Another photo, showing the stem.


----------



## Dandrobium (Mar 6, 2020)

Wow! Can't say I've ever seen one presented or potted like this!


----------



## Achamore (Mar 7, 2020)

Dandrobium said:


> Wow! Can't say I've ever seen one presented or potted like this!


Yes, me neither. I felt bad about it for a few years, seeing it grow so far out of the pot, and little (no) support for the stem. But then it developed this incredibly strong spike, much to my amazement.


----------



## BrucherT (Mar 7, 2020)

Achamore said:


> Yes, me neither. I felt bad about it for a few years, seeing it grow so far out of the pot, and little (no) support for the stem. But then it developed this incredibly strong spike, much to my amazement.


I am agog. One for the books. What medium is it in? Do any of your other plants behave similarly?


----------



## MaxC (Mar 7, 2020)

Thank you for the additional photo. I was wondering why it looked like it was mounted, I kept turning my phone to see if I was looking at it upside down. Very interesting.


----------



## Achamore (Mar 8, 2020)

BrucherT said:


> I am agog. One for the books. What medium is it in? Do any of your other plants behave similarly?


It is in bark, and watered heavily every 2nd day, sometimes daily.


----------



## Achamore (Mar 8, 2020)

MaxC said:


> Thank you for the additional photo. I was wondering why it looked like it was mounted, I kept turning my phone to see if I was looking at it upside down. Very interesting.

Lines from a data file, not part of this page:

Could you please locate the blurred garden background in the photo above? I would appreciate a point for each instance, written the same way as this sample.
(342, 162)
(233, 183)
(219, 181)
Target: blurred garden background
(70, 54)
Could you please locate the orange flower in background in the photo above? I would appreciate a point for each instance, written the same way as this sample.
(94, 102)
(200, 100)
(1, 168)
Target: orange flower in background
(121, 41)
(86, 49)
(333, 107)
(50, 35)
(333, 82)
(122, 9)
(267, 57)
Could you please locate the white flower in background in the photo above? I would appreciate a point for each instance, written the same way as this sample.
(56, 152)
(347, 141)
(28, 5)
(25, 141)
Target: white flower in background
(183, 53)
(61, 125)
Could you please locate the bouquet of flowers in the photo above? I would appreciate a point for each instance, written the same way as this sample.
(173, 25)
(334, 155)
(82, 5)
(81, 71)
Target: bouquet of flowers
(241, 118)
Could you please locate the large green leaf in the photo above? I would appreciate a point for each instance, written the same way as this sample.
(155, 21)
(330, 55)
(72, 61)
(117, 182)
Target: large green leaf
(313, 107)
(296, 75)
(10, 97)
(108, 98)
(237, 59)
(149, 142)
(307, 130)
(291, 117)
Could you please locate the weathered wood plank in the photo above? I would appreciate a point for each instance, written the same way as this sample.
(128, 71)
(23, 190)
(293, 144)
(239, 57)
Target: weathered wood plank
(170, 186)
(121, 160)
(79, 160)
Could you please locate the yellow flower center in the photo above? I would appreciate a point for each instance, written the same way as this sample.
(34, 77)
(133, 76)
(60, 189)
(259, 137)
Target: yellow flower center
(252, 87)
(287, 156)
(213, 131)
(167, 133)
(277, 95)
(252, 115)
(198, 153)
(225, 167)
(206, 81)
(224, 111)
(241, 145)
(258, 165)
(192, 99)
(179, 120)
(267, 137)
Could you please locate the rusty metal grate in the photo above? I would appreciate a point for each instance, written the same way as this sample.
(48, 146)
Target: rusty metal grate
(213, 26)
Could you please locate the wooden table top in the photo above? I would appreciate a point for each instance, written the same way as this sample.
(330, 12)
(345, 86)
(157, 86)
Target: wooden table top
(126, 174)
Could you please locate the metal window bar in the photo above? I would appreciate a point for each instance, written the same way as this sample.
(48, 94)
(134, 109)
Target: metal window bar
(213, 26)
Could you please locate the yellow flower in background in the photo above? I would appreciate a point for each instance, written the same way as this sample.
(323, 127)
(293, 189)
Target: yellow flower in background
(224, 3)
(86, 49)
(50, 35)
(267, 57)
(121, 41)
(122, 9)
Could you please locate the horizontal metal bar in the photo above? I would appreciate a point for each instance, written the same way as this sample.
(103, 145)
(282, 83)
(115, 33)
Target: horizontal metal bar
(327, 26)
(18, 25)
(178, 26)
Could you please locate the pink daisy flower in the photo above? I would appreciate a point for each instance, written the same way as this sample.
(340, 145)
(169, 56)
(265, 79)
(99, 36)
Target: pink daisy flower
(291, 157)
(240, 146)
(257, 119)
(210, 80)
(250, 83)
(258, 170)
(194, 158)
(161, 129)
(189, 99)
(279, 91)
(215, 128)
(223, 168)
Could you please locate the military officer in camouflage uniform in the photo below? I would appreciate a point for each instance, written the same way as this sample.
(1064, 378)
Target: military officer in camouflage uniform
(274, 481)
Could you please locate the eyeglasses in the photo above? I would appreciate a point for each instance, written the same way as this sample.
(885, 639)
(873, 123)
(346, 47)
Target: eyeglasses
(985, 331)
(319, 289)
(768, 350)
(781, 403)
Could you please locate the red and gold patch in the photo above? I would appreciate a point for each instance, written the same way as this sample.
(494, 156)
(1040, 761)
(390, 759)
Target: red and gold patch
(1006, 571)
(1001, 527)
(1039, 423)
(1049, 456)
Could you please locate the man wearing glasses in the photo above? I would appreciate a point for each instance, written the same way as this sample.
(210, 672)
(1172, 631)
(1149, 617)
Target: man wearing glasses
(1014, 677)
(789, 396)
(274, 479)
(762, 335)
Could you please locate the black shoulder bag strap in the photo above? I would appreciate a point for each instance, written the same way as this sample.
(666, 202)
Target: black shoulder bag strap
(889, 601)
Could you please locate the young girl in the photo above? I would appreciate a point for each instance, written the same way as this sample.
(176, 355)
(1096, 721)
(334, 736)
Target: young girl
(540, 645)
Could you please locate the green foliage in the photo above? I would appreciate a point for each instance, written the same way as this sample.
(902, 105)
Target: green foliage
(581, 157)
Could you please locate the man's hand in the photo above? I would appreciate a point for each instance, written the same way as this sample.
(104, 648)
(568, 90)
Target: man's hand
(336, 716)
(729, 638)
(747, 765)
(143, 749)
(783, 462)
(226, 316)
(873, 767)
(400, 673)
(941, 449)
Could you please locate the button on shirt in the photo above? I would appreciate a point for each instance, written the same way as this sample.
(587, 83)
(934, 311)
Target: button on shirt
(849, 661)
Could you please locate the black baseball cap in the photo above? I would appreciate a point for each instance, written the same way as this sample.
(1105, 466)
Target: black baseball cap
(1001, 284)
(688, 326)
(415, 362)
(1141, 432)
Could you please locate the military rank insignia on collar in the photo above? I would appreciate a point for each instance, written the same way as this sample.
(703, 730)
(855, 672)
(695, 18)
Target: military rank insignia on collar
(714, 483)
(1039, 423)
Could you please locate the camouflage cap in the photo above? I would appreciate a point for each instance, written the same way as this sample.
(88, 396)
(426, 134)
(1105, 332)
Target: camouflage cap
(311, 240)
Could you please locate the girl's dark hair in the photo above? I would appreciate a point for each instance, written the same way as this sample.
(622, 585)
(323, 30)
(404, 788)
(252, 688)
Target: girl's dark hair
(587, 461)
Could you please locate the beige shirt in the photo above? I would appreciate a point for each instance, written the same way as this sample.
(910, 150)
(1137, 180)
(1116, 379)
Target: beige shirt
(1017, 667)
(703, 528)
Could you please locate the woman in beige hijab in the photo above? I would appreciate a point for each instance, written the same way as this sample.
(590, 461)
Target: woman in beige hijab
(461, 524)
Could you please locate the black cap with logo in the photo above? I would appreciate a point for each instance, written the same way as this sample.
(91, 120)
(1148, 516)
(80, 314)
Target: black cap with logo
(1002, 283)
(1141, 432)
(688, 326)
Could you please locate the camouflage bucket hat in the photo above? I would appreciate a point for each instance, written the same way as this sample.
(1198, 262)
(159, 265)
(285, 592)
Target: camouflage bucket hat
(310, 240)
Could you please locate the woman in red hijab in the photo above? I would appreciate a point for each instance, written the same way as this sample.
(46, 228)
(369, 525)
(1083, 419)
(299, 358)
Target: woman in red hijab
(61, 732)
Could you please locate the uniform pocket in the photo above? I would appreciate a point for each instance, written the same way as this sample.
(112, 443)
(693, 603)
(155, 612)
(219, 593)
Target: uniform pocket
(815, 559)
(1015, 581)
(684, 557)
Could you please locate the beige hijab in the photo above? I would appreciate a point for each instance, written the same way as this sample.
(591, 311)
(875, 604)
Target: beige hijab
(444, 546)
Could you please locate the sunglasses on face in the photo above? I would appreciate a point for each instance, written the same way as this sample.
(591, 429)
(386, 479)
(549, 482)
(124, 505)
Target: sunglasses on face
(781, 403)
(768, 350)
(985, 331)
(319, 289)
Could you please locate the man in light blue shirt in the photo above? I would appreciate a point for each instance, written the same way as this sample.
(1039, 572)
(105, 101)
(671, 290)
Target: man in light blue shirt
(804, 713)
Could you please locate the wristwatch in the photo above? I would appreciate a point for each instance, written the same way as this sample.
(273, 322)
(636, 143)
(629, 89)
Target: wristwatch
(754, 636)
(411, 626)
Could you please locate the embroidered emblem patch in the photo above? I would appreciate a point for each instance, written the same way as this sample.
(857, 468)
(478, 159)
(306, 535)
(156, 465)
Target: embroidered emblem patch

At one point 2 years ago, I was on the verge of throwing it out, as it had become so straggly, and as the stem was so long and out of the pot, surely nothing much could come of it again. I was surprised as any of you at how it grew this spike totally contrary to expectations..!


----------



## NYEric (Mar 11, 2020)

You probably should have air-layered it or added another pot (sans bottom) on top of that pot. I've seen a bunch like that and huge plants with multiple growths spiking. I need you to start sending me your water!  Yay besseae hybrids! Thanks for sharing your Don Wimber.


----------



## Achamore (Mar 12, 2020)

You're right. I don't know what "air-layering" is, but a 2nd pot sounds good, should have thought to do so already..!


----------



## NYEric (Mar 13, 2020)

Air-layering is when you make a temporary media holder around a stolonous growth for it to root in, then remove and plant the new growth when it has roots.


----------



## Achamore (Mar 14, 2020)

NYEric said:


> Air-layering is when you make a temporary media holder around a stolonous growth for it to root in, then remove and plant the new growth when it has roots.


Many thanks, just didn't know the term.


----------



## MaxC (Mar 20, 2020)

Achamore said:


> Many thanks, just didn't know the term.



Here's a couple pics of my recent air-layering of a besseae 'Amazonas'. I put a second larger pot around the original pot and stacked more growcubes around the stolonous growth that is trying to climb.


----------



## NYEric (Mar 27, 2020)

Thanks Max. We use rock wool cubes, a little bark, and moss for our airlayering.


----------